Furthermore, because soccer is a “complex team invasion sport” in which discrete events are not easily measured by eager amateurs as they were in baseball in the early days of SABR, resource-intensive data would forever live behind moneyed walls. Meanwhile, eager amateurs could only nip at the scraps on offer for broad commercial use from Opta and Infostrada.
This has, in the last few months, turned out to be nonsense. What I quickly discovered is that club performance analysts and data firms alike are very interested in wider public recognition for their efforts, and more than any other figure in football, were willing (within reason) to go on the record about exactly what they do. Many are admirers of Bill James and the crowd-sourced development of Sabermetrics in baseball, and even more understand the inherent power of the Internet in overcoming the limitations of Allen curve. This is a venture that needs not only media attention, but accurate reportage, particularly in the wake of swathes of idiocy which have hounded the football analytics movement since Damien Comolli’s Simon Kuper-assisted self-characterization as football’s Billy Beane.
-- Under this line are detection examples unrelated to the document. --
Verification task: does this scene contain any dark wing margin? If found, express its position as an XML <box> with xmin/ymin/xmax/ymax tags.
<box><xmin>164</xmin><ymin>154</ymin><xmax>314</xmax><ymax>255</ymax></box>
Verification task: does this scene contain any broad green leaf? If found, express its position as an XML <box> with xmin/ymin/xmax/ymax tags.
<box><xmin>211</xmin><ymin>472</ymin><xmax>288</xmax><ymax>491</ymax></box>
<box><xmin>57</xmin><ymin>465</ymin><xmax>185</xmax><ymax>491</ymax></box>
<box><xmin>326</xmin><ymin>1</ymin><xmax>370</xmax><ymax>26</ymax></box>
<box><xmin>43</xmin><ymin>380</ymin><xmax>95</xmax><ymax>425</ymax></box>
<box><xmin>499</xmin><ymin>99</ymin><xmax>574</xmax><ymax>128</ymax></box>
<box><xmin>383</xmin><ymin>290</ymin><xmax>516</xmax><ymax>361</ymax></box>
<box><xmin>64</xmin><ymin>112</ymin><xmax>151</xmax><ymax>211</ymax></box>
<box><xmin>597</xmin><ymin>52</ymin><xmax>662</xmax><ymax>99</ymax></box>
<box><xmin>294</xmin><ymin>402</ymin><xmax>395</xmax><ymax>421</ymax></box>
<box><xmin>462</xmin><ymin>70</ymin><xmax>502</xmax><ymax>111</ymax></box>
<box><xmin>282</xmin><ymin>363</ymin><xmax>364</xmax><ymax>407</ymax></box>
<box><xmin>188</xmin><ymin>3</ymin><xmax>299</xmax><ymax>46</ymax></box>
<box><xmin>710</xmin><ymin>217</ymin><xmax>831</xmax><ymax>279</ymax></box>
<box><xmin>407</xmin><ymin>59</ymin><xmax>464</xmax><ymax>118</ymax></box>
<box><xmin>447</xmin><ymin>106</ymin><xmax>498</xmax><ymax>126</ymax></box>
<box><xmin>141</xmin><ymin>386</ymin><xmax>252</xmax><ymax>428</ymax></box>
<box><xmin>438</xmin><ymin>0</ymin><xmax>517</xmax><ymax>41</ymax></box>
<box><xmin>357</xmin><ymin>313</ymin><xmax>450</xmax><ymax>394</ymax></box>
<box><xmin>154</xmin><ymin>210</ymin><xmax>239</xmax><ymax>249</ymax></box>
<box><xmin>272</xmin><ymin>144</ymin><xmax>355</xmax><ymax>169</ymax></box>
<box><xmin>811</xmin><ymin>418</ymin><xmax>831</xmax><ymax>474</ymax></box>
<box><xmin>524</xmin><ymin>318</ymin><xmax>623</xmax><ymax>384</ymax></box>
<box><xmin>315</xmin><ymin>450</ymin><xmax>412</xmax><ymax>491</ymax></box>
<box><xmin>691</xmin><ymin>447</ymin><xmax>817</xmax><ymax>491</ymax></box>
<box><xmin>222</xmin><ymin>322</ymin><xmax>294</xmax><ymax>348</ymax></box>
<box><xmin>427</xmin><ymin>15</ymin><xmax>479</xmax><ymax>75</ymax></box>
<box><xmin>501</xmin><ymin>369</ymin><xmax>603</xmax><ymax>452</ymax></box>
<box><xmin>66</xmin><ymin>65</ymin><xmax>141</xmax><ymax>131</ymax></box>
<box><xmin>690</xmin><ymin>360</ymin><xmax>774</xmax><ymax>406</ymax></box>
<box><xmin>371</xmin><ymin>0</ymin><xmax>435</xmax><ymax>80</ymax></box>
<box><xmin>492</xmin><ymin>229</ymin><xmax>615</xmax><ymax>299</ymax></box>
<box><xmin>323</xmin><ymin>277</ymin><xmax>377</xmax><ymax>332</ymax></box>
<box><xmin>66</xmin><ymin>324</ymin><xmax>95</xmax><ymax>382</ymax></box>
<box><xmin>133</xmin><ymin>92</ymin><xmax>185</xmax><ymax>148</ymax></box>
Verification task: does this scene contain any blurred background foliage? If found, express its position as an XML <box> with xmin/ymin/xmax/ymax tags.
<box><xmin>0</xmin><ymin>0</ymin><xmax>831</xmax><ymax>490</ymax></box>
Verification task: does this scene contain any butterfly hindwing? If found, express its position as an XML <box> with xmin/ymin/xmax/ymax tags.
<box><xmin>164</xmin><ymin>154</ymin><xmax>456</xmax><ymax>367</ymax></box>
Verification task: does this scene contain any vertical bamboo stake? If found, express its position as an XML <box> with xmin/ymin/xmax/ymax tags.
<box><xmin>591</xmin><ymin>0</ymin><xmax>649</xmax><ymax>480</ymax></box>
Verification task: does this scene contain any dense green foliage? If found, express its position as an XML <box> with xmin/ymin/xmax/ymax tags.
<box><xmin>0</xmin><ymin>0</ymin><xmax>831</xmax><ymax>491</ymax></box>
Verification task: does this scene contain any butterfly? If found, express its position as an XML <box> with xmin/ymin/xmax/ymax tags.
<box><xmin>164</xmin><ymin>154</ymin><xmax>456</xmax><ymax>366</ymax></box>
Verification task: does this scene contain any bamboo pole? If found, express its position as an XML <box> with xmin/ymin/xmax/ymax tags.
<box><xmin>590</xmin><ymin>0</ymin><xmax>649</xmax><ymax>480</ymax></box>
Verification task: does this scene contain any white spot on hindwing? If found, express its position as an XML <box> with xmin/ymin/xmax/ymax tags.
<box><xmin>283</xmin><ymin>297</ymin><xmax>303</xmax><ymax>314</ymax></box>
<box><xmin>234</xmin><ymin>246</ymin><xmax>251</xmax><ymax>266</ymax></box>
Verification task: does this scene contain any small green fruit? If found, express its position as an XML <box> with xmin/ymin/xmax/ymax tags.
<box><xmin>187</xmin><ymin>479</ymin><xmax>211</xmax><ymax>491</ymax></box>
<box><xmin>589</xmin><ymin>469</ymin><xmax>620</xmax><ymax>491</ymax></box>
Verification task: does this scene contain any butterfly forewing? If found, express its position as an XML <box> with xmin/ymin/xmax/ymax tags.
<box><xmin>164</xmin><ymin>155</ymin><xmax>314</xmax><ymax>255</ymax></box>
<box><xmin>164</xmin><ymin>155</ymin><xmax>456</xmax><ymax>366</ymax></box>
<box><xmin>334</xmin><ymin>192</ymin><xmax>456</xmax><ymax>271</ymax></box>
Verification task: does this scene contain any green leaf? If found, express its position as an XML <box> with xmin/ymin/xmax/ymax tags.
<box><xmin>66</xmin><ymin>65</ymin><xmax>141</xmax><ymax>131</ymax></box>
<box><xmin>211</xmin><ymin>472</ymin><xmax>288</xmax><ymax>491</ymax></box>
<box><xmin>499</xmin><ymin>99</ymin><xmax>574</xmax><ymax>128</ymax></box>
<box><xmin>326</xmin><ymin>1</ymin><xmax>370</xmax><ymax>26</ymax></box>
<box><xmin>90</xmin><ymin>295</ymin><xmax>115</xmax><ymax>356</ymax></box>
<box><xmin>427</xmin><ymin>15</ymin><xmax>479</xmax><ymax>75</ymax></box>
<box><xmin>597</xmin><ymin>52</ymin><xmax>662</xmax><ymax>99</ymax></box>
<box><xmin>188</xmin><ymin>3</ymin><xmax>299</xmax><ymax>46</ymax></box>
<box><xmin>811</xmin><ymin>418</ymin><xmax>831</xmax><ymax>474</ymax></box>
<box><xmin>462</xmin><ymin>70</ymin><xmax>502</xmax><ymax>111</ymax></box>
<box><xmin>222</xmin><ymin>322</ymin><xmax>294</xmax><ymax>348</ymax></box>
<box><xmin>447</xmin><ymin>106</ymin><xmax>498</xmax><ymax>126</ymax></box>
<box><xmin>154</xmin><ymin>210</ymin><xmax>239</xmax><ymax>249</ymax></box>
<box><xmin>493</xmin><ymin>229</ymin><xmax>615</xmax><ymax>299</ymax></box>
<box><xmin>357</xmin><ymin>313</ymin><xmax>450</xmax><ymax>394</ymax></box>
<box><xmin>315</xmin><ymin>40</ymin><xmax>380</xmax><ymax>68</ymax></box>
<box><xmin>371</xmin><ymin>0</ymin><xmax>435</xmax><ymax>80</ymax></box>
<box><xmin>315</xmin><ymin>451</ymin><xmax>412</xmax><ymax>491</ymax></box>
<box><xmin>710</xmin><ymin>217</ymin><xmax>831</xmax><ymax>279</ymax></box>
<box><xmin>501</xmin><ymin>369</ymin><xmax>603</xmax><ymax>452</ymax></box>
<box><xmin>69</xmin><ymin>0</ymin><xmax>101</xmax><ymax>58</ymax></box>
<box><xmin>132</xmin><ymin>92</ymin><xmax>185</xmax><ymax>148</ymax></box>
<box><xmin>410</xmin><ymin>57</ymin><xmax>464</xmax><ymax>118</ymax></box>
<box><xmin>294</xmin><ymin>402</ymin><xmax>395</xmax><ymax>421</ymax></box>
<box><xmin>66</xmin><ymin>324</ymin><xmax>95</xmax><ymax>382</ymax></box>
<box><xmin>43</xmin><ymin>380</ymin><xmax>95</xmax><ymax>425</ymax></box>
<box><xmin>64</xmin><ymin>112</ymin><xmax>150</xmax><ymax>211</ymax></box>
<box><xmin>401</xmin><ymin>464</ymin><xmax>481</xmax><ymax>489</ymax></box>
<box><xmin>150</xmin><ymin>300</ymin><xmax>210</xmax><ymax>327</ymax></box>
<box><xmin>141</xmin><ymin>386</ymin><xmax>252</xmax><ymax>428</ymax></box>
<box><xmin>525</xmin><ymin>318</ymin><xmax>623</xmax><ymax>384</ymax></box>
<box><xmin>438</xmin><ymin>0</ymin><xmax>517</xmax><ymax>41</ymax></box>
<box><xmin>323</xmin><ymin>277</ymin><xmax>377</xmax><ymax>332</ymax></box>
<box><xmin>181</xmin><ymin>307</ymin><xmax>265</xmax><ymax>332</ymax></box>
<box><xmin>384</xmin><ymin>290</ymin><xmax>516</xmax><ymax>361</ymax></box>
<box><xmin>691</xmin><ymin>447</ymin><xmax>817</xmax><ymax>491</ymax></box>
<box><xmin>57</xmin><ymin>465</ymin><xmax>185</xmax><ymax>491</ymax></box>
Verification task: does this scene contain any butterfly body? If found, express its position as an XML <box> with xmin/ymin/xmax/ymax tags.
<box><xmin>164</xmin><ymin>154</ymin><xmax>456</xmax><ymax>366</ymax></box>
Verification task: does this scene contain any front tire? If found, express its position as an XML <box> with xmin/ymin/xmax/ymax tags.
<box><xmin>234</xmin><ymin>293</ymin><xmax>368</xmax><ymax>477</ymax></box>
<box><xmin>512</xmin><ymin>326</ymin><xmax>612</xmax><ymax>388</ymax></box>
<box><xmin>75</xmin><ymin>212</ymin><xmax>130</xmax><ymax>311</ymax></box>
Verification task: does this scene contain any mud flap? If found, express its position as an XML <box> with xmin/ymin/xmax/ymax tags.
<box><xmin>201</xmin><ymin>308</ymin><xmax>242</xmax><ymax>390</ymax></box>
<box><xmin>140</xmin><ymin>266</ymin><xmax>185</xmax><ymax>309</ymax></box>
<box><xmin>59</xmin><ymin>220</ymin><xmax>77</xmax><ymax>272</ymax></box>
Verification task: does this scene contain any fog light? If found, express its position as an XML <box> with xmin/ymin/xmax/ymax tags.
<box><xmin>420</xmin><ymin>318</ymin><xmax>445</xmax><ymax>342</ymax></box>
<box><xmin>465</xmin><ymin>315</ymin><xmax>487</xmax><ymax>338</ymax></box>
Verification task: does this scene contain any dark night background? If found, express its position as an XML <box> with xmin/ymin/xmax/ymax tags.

This move is also further indication that yet again, City is strongly signalling they do not match the fly-by-night moneybags club caricature painted by the press. They were strong first movers on producing original, revealing digital content, and now they are positioning themselves as first movers in the race to take advantage of crowd-sourcing. As detailed in the press release:
To continue giving exposure to this discipline we will be running a research competition in the coming months whereby the work submitted to us will be reviewed by our Performance Analysis department and Opta, with the best projects being published on our MCFC Analytics page and the OptaPro website to share with the world. Furthermore, as recognition of the contribution to the performance analytics discipline we will invite those with the best projects to come to our training ground to present their work and to then share with us the match day experience, observing how the Performance Analysis department supports our first team during a Premier League game.
One only has to read between the lines not to see the avenue to gainful employment through talented, useful research.
While this release seems to target amateur analytics bloggers, statisticians, and the media, I should hope talented software developers will look for ways they can potentially use this data to provide an interactive experience for their users. This would help invite the more casual fan a means to join the party, to sift through the data, to stumble across their own correlations. And if the software proves popular, it will put further pressure on either Opta Pro or MCFC to regularly update available data, season-by-season.
As it stands, football doesn’t have its Fangraphs or Baseball Prospectus, although there have been a few early contenders like whoscored.com and footballrrating.com. While it’s putting the cart before the horse to demand statistics sites before we’ve even agreed on broadly useful metrics, it would behove both software and web developers to find the means to provide the same information in a more graphically dynamic way, and open the space for blog posts and discussion.
Besides that, more of this sort of thing, please.